1. Academic Validation
  2. Discovery of Potent and Highly Selective Interleukin-2-Inducible T-Cell Kinase Degraders with In Vivo Activity

Discovery of Potent and Highly Selective Interleukin-2-Inducible T-Cell Kinase Degraders with In Vivo Activity

  • J Med Chem. 2023 Mar 23. doi: 10.1021/acs.jmedchem.2c02078.
Danli Zhou 1 Yingying Zuo 1 Zhengying Pan 1
Affiliations

Affiliation

  • 1 State Key Laboratory of Chemical Oncogenomics, Key Laboratory of Chemical Genomics, School of Chemical Biology and Biotechnology, Shenzhen Graduate School, Peking University, Shenzhen 518055, China.
Abstract

Interleukin-2-inducible T-cell kinase (Itk) is a promising therapeutic target for human autoimmune diseases and T-cell malignant lymphomas. This paper reports the development of a series of cereblon-recruiting Itk proteolysis targeting chimeras based on a structure-based design strategy. The representative compounds 23 and 28 exhibited potent Itk degradation and IL-2 inhibition activities in Jurkat cells.
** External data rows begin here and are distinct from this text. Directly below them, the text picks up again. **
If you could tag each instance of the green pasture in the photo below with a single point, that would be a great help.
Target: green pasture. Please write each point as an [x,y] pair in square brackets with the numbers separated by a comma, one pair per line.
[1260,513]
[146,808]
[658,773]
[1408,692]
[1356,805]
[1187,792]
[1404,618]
Global proteomic profiling assays indicated that compounds 23 and 28 are highly selective Itk degraders. Moreover, compound 28 showed good plasma exposure levels and elicited efficient, rapid, and prolonged Itk degradation in Balb/c mice. Furthermore, it significantly suppressed IL-2 secretion stimulated by anti-CD3 antibody. Compound 28 represents the first effective and highly selective Itk degrader. Thus, 28 is a valuable tool compound for further in vitro and in vivo studies exploring the underlying biological effects and potential therapeutic utility of Itk degradation in human diseases.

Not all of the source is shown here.